In fact, in more networked topologies the settlement of 'primary' supply and demand can result in all kinds of circular, nonlinear, turbulent and even chaotic dynamics.
Connecting the dots
From this point of view, we can now 'diagnose' the fiat system of suffering from a huge increase of fractal depth, where lots of the settlement in the system does
not actually settle 'primary' supply and demand anymore. And the crypto IT-infrastructure IS JUST ANOTHER FRACTAL LAYER in the existing network-topology of settlement.
This way, we have abstracted dynamics from the underlying technological infrastructure.
Given this metric, financially engineered derivatives, synthetic products, 'liquidity-providers', 'market-makers' and even crypto are all just providing extra layers in fractal depth of
transactional settlement.
The crisis of our financial system
Now we can provide an actual 'diagnostic' of the crisis of capitalism, of our financial system. It is the disproportion of fractal depth towards primary economic supply and demand.

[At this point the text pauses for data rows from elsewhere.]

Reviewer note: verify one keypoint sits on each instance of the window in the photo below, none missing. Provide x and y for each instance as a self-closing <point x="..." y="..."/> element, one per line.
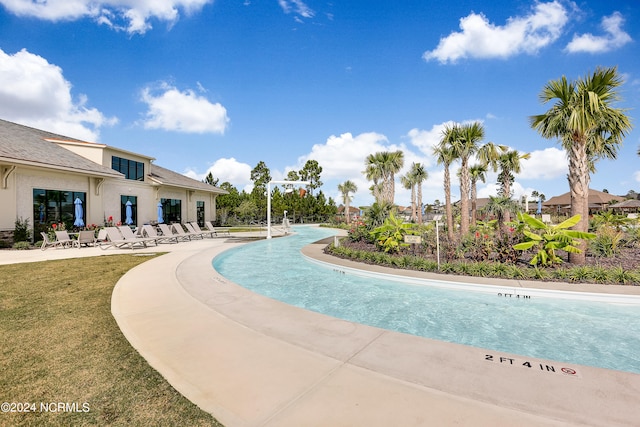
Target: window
<point x="130" y="168"/>
<point x="200" y="213"/>
<point x="133" y="200"/>
<point x="171" y="210"/>
<point x="55" y="206"/>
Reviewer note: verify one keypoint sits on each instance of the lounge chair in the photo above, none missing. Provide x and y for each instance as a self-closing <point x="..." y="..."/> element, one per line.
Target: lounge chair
<point x="166" y="232"/>
<point x="177" y="228"/>
<point x="128" y="234"/>
<point x="217" y="230"/>
<point x="46" y="242"/>
<point x="86" y="237"/>
<point x="150" y="231"/>
<point x="115" y="239"/>
<point x="197" y="229"/>
<point x="192" y="231"/>
<point x="64" y="240"/>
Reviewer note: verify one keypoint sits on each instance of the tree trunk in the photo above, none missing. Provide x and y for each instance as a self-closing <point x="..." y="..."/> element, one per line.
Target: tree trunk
<point x="464" y="198"/>
<point x="419" y="203"/>
<point x="474" y="203"/>
<point x="413" y="203"/>
<point x="579" y="187"/>
<point x="447" y="201"/>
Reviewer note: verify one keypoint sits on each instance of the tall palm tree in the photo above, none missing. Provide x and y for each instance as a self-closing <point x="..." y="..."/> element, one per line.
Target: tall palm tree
<point x="409" y="184"/>
<point x="420" y="175"/>
<point x="501" y="207"/>
<point x="382" y="166"/>
<point x="346" y="188"/>
<point x="445" y="156"/>
<point x="464" y="140"/>
<point x="477" y="172"/>
<point x="373" y="173"/>
<point x="589" y="128"/>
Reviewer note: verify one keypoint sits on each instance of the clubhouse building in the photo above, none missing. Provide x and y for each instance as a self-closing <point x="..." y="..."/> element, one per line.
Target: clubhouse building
<point x="43" y="175"/>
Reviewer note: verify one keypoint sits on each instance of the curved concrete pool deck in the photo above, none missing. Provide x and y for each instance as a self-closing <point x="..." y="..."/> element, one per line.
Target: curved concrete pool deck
<point x="253" y="361"/>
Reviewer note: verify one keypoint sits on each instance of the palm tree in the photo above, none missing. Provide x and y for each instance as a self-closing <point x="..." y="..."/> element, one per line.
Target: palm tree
<point x="501" y="207"/>
<point x="420" y="175"/>
<point x="464" y="140"/>
<point x="445" y="156"/>
<point x="383" y="166"/>
<point x="477" y="172"/>
<point x="409" y="184"/>
<point x="373" y="173"/>
<point x="345" y="189"/>
<point x="588" y="127"/>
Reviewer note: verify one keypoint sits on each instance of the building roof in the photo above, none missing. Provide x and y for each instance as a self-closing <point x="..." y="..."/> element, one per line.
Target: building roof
<point x="28" y="146"/>
<point x="164" y="176"/>
<point x="596" y="198"/>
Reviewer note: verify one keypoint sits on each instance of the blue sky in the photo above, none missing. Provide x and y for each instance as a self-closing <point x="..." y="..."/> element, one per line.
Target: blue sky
<point x="220" y="85"/>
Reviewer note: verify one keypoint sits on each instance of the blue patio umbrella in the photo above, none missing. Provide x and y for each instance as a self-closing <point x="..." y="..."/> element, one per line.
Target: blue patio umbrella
<point x="128" y="220"/>
<point x="160" y="219"/>
<point x="79" y="222"/>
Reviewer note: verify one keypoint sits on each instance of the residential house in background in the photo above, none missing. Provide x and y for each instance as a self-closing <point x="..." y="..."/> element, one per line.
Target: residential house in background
<point x="42" y="174"/>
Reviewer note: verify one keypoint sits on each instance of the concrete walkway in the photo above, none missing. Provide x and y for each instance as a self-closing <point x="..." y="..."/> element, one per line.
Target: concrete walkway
<point x="253" y="361"/>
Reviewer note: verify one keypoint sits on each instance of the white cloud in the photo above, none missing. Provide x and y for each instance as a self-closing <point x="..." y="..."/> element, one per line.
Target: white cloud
<point x="185" y="111"/>
<point x="296" y="6"/>
<point x="548" y="164"/>
<point x="615" y="37"/>
<point x="426" y="140"/>
<point x="481" y="39"/>
<point x="229" y="170"/>
<point x="132" y="16"/>
<point x="35" y="93"/>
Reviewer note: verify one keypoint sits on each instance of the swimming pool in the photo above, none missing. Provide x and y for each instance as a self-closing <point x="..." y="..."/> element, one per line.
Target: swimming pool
<point x="582" y="332"/>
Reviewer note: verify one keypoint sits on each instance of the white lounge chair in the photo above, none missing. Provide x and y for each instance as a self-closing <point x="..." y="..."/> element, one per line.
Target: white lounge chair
<point x="115" y="239"/>
<point x="127" y="234"/>
<point x="63" y="239"/>
<point x="197" y="229"/>
<point x="150" y="231"/>
<point x="46" y="242"/>
<point x="86" y="237"/>
<point x="166" y="231"/>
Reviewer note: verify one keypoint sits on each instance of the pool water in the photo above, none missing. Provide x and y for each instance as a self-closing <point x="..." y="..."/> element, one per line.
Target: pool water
<point x="583" y="332"/>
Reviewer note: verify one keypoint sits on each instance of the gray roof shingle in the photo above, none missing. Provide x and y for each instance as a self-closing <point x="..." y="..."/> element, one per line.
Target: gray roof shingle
<point x="169" y="177"/>
<point x="22" y="144"/>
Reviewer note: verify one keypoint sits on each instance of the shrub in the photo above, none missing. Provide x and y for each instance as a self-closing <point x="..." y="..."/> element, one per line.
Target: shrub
<point x="606" y="243"/>
<point x="21" y="245"/>
<point x="21" y="232"/>
<point x="549" y="238"/>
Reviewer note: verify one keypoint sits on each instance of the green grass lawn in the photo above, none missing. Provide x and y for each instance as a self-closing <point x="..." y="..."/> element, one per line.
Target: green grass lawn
<point x="60" y="343"/>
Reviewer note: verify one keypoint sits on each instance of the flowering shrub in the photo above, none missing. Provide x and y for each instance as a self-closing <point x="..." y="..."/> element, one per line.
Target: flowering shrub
<point x="358" y="232"/>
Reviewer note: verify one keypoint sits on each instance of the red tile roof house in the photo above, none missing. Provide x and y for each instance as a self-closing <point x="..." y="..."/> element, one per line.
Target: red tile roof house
<point x="42" y="174"/>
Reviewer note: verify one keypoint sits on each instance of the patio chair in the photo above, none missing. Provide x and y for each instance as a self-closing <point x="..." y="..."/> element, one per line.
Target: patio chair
<point x="63" y="238"/>
<point x="197" y="229"/>
<point x="128" y="234"/>
<point x="166" y="231"/>
<point x="86" y="237"/>
<point x="192" y="231"/>
<point x="177" y="228"/>
<point x="46" y="242"/>
<point x="150" y="231"/>
<point x="116" y="240"/>
<point x="218" y="230"/>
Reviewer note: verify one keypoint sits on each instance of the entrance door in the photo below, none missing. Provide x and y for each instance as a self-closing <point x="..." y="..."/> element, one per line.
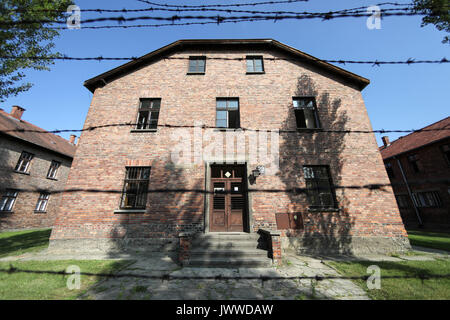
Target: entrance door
<point x="228" y="201"/>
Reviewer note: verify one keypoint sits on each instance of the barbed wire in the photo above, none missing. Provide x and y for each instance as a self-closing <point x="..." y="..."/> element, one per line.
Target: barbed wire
<point x="262" y="278"/>
<point x="295" y="191"/>
<point x="220" y="19"/>
<point x="318" y="130"/>
<point x="151" y="9"/>
<point x="340" y="61"/>
<point x="226" y="5"/>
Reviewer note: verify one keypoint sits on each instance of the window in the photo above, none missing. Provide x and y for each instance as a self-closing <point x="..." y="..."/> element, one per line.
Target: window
<point x="306" y="113"/>
<point x="53" y="169"/>
<point x="255" y="64"/>
<point x="8" y="199"/>
<point x="227" y="113"/>
<point x="389" y="170"/>
<point x="148" y="114"/>
<point x="41" y="205"/>
<point x="134" y="194"/>
<point x="427" y="199"/>
<point x="319" y="186"/>
<point x="414" y="162"/>
<point x="402" y="200"/>
<point x="24" y="162"/>
<point x="197" y="64"/>
<point x="446" y="150"/>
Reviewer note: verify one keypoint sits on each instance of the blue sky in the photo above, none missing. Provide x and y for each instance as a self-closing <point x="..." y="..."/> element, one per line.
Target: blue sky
<point x="399" y="97"/>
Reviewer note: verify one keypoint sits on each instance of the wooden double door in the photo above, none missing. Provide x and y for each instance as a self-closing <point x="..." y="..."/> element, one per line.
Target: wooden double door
<point x="228" y="199"/>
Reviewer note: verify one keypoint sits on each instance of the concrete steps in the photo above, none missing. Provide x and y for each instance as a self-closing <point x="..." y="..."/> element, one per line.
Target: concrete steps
<point x="227" y="250"/>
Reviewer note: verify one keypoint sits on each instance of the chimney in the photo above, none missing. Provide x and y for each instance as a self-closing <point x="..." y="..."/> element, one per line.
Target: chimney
<point x="72" y="139"/>
<point x="17" y="112"/>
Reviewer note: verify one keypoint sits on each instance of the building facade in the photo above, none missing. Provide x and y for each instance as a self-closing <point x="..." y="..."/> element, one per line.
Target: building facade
<point x="34" y="166"/>
<point x="228" y="136"/>
<point x="418" y="166"/>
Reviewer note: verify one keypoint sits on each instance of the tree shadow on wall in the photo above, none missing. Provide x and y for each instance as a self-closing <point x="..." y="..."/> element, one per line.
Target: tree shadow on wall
<point x="173" y="206"/>
<point x="323" y="231"/>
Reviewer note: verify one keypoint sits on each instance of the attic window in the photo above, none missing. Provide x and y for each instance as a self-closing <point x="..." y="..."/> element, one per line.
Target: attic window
<point x="148" y="113"/>
<point x="306" y="115"/>
<point x="255" y="64"/>
<point x="197" y="65"/>
<point x="24" y="162"/>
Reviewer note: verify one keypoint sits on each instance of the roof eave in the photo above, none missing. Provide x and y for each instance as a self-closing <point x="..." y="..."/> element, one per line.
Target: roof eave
<point x="102" y="79"/>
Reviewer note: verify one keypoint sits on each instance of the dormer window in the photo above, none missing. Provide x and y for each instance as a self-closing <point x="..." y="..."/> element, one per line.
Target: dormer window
<point x="197" y="65"/>
<point x="255" y="64"/>
<point x="148" y="113"/>
<point x="24" y="162"/>
<point x="306" y="113"/>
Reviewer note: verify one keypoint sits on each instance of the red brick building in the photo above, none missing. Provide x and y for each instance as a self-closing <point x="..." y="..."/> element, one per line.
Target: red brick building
<point x="270" y="109"/>
<point x="33" y="165"/>
<point x="418" y="166"/>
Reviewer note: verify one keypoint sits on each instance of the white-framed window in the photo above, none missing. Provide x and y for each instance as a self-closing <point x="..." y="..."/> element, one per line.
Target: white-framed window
<point x="41" y="205"/>
<point x="24" y="162"/>
<point x="8" y="200"/>
<point x="53" y="170"/>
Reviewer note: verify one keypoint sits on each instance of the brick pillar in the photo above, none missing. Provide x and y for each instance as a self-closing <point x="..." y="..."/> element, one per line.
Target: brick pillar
<point x="273" y="240"/>
<point x="185" y="247"/>
<point x="276" y="248"/>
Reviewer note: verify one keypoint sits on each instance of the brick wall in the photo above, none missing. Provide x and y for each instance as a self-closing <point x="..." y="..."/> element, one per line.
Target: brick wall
<point x="265" y="103"/>
<point x="432" y="167"/>
<point x="24" y="215"/>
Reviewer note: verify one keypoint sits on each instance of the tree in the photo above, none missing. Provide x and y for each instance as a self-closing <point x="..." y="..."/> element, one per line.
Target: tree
<point x="21" y="41"/>
<point x="437" y="12"/>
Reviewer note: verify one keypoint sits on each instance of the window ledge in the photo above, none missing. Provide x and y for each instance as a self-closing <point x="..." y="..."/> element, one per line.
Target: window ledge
<point x="26" y="173"/>
<point x="324" y="209"/>
<point x="228" y="129"/>
<point x="144" y="130"/>
<point x="130" y="211"/>
<point x="309" y="129"/>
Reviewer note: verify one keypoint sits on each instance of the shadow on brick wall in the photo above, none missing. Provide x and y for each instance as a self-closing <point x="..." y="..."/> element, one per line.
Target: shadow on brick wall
<point x="323" y="231"/>
<point x="167" y="214"/>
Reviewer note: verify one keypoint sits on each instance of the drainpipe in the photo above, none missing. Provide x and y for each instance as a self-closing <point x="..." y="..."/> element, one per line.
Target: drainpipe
<point x="409" y="192"/>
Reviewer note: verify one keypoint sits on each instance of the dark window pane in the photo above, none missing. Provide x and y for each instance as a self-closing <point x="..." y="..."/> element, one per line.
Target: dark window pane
<point x="258" y="65"/>
<point x="305" y="113"/>
<point x="300" y="119"/>
<point x="221" y="123"/>
<point x="233" y="121"/>
<point x="318" y="185"/>
<point x="249" y="65"/>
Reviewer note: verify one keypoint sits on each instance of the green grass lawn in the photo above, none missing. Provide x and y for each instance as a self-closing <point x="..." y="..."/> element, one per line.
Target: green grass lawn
<point x="402" y="289"/>
<point x="30" y="286"/>
<point x="19" y="242"/>
<point x="429" y="239"/>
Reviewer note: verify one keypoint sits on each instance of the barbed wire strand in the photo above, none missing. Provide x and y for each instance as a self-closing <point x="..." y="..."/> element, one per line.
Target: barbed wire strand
<point x="220" y="19"/>
<point x="151" y="9"/>
<point x="340" y="61"/>
<point x="313" y="131"/>
<point x="169" y="277"/>
<point x="296" y="190"/>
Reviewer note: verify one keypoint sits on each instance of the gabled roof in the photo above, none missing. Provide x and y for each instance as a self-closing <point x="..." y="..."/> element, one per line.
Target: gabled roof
<point x="203" y="44"/>
<point x="45" y="140"/>
<point x="417" y="139"/>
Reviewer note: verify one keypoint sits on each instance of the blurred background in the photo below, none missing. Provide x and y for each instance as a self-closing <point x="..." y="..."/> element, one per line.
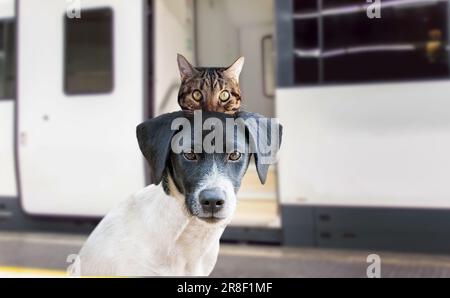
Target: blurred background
<point x="361" y="87"/>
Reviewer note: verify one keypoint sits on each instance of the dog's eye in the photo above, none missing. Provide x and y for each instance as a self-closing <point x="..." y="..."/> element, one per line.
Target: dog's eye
<point x="224" y="95"/>
<point x="190" y="155"/>
<point x="197" y="95"/>
<point x="234" y="156"/>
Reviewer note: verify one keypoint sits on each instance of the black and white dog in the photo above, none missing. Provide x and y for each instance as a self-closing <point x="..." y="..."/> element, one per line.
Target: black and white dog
<point x="173" y="226"/>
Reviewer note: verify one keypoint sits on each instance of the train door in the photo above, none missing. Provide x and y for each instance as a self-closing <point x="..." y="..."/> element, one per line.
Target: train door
<point x="80" y="96"/>
<point x="225" y="31"/>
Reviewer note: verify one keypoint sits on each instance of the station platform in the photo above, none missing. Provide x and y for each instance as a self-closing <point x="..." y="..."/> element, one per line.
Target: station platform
<point x="44" y="255"/>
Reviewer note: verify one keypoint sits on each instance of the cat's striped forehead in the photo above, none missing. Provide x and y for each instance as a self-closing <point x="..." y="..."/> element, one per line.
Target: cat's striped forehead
<point x="210" y="78"/>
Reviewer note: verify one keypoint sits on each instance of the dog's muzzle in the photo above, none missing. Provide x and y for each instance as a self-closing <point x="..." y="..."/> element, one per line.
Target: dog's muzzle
<point x="212" y="201"/>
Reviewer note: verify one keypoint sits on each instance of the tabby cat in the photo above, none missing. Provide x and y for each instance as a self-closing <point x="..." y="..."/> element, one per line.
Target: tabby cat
<point x="210" y="88"/>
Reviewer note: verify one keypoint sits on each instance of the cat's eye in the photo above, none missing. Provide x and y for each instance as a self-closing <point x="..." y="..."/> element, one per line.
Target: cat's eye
<point x="197" y="95"/>
<point x="190" y="155"/>
<point x="234" y="156"/>
<point x="224" y="95"/>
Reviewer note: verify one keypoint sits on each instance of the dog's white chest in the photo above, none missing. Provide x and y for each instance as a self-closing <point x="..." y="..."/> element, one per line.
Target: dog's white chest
<point x="151" y="235"/>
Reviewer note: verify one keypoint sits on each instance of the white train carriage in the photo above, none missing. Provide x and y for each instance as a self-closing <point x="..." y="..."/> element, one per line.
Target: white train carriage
<point x="76" y="77"/>
<point x="366" y="108"/>
<point x="364" y="104"/>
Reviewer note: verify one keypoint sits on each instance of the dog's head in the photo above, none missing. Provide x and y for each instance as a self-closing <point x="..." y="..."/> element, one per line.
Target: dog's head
<point x="203" y="156"/>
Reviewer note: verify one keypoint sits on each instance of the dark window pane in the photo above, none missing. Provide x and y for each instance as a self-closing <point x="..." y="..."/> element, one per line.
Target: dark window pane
<point x="7" y="60"/>
<point x="405" y="44"/>
<point x="89" y="52"/>
<point x="304" y="5"/>
<point x="409" y="42"/>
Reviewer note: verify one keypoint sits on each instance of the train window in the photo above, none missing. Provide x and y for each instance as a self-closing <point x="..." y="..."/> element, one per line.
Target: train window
<point x="335" y="42"/>
<point x="89" y="52"/>
<point x="7" y="60"/>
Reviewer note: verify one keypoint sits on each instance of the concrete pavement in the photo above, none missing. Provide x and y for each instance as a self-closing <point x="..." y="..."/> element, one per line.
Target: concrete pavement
<point x="35" y="254"/>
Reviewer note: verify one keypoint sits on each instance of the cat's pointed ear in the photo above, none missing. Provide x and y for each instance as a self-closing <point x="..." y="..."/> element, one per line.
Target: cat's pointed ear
<point x="235" y="69"/>
<point x="186" y="69"/>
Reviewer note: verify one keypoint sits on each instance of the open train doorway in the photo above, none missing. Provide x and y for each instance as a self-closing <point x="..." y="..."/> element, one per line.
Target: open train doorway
<point x="225" y="30"/>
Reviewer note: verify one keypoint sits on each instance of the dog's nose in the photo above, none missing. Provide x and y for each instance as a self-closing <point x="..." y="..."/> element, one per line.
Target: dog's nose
<point x="212" y="200"/>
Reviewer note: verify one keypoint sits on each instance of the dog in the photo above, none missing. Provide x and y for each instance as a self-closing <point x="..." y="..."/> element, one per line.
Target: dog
<point x="173" y="226"/>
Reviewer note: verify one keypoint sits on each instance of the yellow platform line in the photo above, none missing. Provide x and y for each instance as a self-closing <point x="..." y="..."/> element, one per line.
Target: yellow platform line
<point x="13" y="271"/>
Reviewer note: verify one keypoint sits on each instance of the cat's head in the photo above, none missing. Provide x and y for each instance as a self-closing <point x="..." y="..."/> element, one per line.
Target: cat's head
<point x="214" y="89"/>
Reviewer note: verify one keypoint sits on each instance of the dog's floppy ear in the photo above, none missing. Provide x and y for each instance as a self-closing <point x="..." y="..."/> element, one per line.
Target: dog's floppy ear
<point x="264" y="140"/>
<point x="154" y="138"/>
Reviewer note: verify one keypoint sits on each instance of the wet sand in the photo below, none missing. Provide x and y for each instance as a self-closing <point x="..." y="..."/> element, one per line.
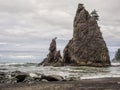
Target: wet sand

There is more transactional dynamics going in at fractal depth than in primary settlement. And although this dynamic represents the current path of least resistance, it
does not mean that it takes the least amount of resources. Next to the primary supply and demand, a lot of synthetic (virtual) supply and demand is injected into the system in the
whole range of fractal depth. So, in aggregate it takes much more resources for settlement.
This allows for a reframing of many narratives: QE is the massive injection of synthetic supply and demand at a certain fractal depth; HFT is both the insertion of a settlement
layer at an extremely deep fractal level, and injection of synthetic supply and demand at that level; crypto is the insertion of a settlement layer at
a very deep fractal level; etc. The real economy, however, is only served by settlement of primary economic supply and demand, not by deep settlement of synthetic supply
and demand, nor by a huge increase of fractal depth.
This also explains why the ESG-initiatives are failing, and why 'circular' initiatives are failing. Conscious greenwashing is not the cause, it is a symptom of the dynamic
that belongs to an infrastructure and dynamic with this fractal depth.
A fractal abyss
This reframes the solution to an incredibly simple narrative: reduce fractal depth of the transactional infrastructure, and stop injecting synthetic supply
and demand at fractal depth.
We should not fear 'centrality' or 'fiat', or 'QE' or 'synthetic products': we should only fear the potential depth of the fractal abyss of transactionality.